Achievements and titles
- Personal bests: Heptathlon: 6210 100 m: 13.27 200 m: 24.01 800 m: 2:20.45 Long jump: 6.00 m High jump: 1.78 m Shot put: 15.24 m Javelin: 46.74 m

Medal record
Women's athletics
Representing Benin
African Games
| Gold medal – first place | 2023 Accra | Heptathlon |
| Silver medal – second place | 2015 Brazzaville | Heptathlon |
| Bronze medal – third place | 2019 Rabat | Shot put |
African Championships
| Gold medal – first place | 2018 Asaba | Heptathlon |
| Gold medal – first place | 2022 Saint Pierre | Heptathlon |
| Gold medal – first place | 2024 Douala | Heptathlon |
| Gold medal – first place | 2026 Accra | Heptathlon |
Islamic Solidarity Games
| Gold medal – first place | 2017 Baku | 100 m hurdles |

= Odile Ahouanwanou =

Beninese athlete (born 1991)

Odile Ahouanwanou (born 5 January 1991) is a Beninese heptathlete, who also specialises in the 100 metres hurdles; she holds Beninese records in both events. She competed at the 2012 Summer Olympics, 2015 African Games and two African Championships in Athletics, and won a silver medal in the heptathlon at the 2015 African Games.

==Competition==
Ahouanwanou debuted internationally at the 2012 African Championships in Athletics in Porto-Novo, Benin. She competed in the heptathlon and finished sixth overall with a points score of 4983, 941 points behind the gold medalist. Ahouanwanou's best result in an individual discipline was fourth in both the javelin and shot put. At the 2012 Summer Olympics she competed in the 100 metres hurdles. She placed eighth out of nine competitors in Heat 6, setting a new Beninese national record at 14.76 seconds.

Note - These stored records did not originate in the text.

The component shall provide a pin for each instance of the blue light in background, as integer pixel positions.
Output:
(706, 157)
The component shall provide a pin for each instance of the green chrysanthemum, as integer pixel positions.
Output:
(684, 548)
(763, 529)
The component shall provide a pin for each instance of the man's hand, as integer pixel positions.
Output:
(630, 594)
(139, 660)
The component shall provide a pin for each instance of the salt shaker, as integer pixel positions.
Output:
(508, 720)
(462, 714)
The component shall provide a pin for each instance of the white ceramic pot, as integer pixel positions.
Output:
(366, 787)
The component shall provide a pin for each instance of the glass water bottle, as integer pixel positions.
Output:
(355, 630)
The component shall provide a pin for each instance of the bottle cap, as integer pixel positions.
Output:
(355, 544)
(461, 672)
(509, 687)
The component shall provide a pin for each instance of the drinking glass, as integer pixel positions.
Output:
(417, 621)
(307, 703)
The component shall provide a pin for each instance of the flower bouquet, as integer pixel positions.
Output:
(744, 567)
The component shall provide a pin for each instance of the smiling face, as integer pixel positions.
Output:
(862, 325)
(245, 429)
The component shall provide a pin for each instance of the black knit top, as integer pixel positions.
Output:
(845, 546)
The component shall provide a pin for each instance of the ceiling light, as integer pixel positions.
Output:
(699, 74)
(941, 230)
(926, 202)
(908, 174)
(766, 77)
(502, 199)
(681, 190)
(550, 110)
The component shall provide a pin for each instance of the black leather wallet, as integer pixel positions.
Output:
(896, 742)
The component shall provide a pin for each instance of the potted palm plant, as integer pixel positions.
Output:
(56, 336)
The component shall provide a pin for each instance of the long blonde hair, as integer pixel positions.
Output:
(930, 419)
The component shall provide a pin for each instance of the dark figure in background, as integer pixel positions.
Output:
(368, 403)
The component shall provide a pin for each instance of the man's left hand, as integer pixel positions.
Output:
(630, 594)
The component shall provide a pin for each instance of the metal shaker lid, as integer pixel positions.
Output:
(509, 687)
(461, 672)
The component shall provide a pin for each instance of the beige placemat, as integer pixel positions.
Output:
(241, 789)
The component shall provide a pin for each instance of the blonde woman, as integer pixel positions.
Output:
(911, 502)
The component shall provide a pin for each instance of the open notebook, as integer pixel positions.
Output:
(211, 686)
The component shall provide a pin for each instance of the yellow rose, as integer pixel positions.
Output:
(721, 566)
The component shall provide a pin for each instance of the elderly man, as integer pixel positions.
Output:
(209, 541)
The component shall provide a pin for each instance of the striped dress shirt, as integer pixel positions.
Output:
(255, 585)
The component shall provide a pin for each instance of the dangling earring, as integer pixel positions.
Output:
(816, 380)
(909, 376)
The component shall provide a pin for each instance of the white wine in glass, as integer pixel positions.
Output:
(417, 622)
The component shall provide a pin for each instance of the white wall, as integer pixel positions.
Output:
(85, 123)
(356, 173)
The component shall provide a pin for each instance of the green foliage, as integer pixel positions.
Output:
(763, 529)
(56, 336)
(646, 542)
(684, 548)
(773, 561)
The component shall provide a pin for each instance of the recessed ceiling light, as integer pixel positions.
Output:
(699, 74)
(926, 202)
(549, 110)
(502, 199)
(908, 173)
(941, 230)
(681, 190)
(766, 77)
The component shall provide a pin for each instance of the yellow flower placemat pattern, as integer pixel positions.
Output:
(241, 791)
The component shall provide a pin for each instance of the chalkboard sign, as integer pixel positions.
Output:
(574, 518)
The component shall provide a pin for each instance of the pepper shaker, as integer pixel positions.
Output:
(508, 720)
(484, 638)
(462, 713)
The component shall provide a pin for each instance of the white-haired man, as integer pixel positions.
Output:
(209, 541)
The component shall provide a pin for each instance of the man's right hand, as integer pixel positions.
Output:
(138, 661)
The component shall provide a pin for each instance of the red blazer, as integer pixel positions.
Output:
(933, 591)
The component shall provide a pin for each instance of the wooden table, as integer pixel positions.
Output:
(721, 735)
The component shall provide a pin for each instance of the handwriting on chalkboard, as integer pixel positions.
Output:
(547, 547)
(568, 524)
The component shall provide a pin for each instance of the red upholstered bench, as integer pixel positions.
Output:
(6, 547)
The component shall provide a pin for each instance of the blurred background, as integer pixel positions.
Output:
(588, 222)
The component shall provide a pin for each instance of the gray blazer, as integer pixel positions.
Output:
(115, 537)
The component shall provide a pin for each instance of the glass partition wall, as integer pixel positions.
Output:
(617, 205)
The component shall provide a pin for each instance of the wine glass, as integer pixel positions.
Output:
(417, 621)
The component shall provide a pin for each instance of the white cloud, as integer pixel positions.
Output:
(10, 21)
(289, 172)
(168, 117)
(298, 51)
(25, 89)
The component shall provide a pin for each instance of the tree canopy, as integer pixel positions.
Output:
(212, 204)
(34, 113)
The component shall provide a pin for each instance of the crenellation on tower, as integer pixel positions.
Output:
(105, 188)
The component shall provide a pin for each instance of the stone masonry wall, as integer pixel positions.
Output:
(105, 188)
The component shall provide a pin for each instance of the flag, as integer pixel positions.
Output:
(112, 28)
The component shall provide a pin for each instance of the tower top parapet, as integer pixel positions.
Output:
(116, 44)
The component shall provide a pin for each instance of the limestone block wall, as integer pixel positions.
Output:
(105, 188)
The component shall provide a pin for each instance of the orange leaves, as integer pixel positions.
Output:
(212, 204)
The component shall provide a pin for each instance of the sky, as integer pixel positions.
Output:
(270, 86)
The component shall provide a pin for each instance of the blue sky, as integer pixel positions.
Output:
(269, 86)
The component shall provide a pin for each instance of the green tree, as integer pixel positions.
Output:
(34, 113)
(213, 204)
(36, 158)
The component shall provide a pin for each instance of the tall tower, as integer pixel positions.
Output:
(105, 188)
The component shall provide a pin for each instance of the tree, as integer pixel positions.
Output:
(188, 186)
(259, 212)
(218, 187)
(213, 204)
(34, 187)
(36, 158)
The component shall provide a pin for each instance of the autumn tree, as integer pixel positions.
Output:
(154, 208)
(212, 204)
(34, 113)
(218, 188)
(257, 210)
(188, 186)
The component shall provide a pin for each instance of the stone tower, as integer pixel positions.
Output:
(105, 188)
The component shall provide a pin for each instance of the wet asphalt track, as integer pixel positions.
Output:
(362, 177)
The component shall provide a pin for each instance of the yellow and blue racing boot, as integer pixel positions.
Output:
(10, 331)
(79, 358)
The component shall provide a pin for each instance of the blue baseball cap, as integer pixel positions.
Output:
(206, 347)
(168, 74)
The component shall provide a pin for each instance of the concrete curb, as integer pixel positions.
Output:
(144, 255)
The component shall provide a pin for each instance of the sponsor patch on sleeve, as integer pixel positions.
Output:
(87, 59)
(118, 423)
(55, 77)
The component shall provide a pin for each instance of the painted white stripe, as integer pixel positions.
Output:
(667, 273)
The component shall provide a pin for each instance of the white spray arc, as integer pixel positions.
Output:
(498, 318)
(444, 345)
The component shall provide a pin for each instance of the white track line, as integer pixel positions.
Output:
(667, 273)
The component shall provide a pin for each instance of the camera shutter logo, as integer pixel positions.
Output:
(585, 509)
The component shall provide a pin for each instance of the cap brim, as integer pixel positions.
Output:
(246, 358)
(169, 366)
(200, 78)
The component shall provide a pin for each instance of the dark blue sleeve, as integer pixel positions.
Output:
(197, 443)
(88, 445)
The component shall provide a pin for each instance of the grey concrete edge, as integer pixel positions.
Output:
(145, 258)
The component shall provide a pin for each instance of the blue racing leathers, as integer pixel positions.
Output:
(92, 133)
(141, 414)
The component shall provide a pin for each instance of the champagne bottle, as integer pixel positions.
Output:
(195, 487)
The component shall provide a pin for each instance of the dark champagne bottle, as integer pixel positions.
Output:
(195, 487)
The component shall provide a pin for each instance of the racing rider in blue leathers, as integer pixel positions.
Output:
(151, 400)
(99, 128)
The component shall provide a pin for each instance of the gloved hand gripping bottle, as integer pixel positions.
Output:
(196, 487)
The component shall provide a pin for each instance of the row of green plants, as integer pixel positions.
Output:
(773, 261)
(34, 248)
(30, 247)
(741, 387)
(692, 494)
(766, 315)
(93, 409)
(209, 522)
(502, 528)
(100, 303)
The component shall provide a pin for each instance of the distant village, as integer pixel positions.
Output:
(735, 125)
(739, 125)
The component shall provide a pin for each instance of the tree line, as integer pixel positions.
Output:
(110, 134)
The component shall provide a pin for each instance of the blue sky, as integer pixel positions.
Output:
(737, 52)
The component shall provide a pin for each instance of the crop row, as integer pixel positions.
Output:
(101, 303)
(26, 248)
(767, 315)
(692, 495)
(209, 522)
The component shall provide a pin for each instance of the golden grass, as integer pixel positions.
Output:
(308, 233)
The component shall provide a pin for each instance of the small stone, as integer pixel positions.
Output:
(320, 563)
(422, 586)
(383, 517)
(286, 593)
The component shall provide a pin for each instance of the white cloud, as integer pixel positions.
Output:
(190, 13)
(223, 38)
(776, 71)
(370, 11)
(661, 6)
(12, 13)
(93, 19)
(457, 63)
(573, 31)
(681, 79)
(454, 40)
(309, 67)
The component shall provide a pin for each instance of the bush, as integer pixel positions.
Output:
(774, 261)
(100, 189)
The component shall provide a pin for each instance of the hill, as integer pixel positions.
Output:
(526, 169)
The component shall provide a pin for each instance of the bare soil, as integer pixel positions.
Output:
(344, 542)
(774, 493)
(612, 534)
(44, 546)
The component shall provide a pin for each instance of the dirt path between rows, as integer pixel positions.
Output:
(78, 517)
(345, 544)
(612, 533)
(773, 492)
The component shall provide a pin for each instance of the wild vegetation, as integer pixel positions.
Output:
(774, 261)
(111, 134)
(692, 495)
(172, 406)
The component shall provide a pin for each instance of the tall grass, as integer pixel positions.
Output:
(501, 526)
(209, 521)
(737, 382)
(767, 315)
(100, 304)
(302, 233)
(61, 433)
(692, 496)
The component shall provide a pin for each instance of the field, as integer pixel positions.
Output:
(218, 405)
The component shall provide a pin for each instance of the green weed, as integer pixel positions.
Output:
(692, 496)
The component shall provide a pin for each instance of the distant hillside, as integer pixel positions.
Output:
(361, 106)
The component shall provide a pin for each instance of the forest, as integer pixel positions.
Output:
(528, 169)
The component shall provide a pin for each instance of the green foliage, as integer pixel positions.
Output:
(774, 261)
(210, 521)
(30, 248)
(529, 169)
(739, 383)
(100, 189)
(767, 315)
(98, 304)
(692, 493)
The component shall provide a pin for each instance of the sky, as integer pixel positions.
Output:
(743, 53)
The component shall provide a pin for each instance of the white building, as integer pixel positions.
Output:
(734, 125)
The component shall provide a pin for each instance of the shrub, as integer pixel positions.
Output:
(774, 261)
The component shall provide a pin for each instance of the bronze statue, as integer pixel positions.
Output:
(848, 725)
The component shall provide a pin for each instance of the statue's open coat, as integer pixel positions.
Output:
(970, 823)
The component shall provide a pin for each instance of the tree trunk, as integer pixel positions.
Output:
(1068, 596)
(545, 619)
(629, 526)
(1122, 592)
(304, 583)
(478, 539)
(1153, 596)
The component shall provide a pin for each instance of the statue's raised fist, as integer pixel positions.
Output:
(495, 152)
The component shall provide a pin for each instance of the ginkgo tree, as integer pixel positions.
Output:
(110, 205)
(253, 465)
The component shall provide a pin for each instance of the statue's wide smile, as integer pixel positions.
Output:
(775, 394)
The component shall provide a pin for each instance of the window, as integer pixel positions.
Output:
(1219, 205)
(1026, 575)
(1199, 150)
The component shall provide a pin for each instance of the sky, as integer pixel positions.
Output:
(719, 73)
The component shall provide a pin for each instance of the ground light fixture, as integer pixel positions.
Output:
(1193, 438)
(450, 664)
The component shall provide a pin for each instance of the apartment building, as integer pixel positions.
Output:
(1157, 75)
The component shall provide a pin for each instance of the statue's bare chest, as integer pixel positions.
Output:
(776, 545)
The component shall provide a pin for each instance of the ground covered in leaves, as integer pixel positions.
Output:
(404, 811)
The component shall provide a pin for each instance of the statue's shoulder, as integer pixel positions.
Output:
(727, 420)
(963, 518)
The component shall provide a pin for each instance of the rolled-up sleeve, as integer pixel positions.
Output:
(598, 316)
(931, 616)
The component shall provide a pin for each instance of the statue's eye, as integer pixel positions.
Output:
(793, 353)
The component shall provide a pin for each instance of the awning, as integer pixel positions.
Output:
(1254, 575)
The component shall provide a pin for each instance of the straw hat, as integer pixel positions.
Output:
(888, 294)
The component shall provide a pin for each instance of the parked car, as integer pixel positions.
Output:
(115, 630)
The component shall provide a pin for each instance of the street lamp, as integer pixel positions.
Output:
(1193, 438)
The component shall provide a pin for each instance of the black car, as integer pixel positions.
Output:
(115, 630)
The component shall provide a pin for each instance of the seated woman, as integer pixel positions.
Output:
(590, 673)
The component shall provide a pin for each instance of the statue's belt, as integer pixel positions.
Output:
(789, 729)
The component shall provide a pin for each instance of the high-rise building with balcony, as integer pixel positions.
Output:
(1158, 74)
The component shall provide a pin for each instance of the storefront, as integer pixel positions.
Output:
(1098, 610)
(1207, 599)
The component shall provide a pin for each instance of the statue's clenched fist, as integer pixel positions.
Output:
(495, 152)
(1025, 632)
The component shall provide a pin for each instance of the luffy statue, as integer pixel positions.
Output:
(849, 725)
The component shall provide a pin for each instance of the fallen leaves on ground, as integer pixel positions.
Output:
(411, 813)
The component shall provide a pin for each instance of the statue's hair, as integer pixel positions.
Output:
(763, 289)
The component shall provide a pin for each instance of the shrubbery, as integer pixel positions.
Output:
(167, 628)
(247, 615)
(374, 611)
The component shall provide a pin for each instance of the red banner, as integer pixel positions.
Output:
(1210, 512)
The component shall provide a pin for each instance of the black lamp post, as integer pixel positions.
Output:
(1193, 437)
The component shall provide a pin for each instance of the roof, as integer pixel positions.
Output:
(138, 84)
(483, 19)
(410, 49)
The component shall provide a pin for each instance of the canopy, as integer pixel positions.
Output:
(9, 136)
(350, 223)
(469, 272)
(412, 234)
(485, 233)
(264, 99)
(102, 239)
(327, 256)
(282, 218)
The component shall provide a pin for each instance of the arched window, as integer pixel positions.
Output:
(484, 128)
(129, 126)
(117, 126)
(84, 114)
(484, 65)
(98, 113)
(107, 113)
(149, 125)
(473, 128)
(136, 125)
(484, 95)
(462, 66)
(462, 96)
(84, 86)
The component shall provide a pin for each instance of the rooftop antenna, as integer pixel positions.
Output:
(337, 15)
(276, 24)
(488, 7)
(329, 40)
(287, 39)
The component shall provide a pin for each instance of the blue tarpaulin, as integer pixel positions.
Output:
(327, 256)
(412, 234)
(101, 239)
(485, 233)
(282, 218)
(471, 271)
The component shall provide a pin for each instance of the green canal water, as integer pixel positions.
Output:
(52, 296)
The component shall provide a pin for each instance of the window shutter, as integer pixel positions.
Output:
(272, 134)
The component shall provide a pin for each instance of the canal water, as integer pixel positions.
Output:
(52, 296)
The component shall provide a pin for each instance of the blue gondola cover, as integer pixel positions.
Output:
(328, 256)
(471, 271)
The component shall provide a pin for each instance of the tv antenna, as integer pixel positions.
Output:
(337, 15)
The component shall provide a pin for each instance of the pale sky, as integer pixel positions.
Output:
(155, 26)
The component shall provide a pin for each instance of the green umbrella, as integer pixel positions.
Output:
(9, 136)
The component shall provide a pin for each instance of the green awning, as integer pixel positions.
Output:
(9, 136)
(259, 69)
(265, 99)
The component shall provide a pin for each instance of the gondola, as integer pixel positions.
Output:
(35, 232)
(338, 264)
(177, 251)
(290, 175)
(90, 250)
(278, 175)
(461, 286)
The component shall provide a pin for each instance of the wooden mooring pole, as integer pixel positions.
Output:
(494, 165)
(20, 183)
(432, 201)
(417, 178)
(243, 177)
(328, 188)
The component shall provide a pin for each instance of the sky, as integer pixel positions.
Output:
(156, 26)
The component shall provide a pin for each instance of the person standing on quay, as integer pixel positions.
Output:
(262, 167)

Ahouanwanou's next major competition was the 2014 African Championships in Athletics, where she finished eighth in the heptathlon with 4309 points. She won the shot put and javelin disciplines, but she was disqualified in the 100 metres hurdles. Ahouanwanou then competed in the 2015 African Games, where she won the silver medal in the heptathlon with a points score of 5734. She finished first in the shot put and in the javelin, second in the 200 metres, fourth in the high jump, fifth in the 100 metres hurdles, seven in the 800 metres and eighth in the long jump.

She finished in 8th place in the heptathlon at the 2019 World Championships, with a new national record points total of 6210.